We frequently hear from people who were told they “just need a letter.” That isn’t really true. All of the waivers we have had successfully approved have included numerous affidavits or declarations and letters, supporting documents (e.g., financial or tax records, school, medical documents, etc.), reports from experts, and country condition information at the very least. Most of our waiver clients prepared their initial immediate relative cases themselves or used notarios or consultants only to be shocked to find out they were not admissible and needed a waiver of one type or another, and had a short time frame to prepare. By trying to save money on legal fees at the start of the case, it can end up costing more to untangle and fix it later.
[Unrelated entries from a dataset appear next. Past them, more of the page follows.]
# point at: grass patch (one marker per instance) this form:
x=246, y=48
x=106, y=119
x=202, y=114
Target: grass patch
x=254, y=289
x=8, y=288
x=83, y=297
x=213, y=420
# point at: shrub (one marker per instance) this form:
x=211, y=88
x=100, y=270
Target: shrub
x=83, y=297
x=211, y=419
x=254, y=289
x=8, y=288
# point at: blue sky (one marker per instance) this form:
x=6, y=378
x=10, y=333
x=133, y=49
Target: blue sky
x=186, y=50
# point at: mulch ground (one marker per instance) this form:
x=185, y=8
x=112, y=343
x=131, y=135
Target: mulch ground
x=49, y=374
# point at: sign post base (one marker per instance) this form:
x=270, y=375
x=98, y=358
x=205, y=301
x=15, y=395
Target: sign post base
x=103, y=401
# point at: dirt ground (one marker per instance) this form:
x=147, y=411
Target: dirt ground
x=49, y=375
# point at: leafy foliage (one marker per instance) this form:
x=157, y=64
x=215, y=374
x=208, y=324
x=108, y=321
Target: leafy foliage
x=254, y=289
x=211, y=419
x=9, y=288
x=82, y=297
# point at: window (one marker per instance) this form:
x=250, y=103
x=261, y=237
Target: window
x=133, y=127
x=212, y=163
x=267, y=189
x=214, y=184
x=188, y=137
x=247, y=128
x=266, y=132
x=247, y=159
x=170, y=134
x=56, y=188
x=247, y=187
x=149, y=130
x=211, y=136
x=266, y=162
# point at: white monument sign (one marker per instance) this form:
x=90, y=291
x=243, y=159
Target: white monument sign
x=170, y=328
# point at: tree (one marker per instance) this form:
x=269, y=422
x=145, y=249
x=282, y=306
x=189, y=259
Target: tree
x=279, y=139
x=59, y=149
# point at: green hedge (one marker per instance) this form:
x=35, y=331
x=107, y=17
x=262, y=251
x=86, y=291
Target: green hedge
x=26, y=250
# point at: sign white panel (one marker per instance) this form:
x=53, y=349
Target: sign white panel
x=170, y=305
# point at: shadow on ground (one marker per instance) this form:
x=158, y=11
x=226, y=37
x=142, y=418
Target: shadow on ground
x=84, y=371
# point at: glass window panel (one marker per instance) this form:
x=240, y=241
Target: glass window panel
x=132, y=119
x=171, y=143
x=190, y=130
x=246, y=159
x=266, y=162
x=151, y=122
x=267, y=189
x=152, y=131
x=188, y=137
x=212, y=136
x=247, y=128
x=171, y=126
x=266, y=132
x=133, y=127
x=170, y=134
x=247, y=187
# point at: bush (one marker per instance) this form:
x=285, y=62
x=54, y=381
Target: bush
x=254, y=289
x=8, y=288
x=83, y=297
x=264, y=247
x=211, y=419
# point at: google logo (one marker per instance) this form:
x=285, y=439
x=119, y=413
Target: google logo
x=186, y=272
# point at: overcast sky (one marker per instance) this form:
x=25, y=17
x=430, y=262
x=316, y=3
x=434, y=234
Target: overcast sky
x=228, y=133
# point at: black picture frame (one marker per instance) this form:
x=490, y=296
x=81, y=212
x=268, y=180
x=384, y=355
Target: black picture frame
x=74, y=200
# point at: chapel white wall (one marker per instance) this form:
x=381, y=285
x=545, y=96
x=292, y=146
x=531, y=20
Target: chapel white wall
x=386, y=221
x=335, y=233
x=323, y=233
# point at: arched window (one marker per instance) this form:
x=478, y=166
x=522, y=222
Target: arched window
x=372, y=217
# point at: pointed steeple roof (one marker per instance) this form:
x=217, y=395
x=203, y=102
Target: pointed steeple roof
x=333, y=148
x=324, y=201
We recommend consulting with an immigration attorney before you even start the case, and that means even before filing the I130, if possible.

Although the government has moved to more centralized processing of waiver applications with the goal of greater consistency, waiver decisions can still be highly unpredictable especially between officers and because they are so fact specific. Two cases with similar facts could have different outcomes. In addition, there is always the chance of receiving from USCIS a “request for evidence” asking more questions or requesting more documents. Therefore, legal counsel is recommended for these more complex immigration cases to confirm eligibility. It can take more than one consultation session to pin down the hardship details and to make a plan for developing the waiver application. An attorney with experience can discuss the likelihood of success and the pros and cons of applying to help the family make a decision about whether and how to proceed.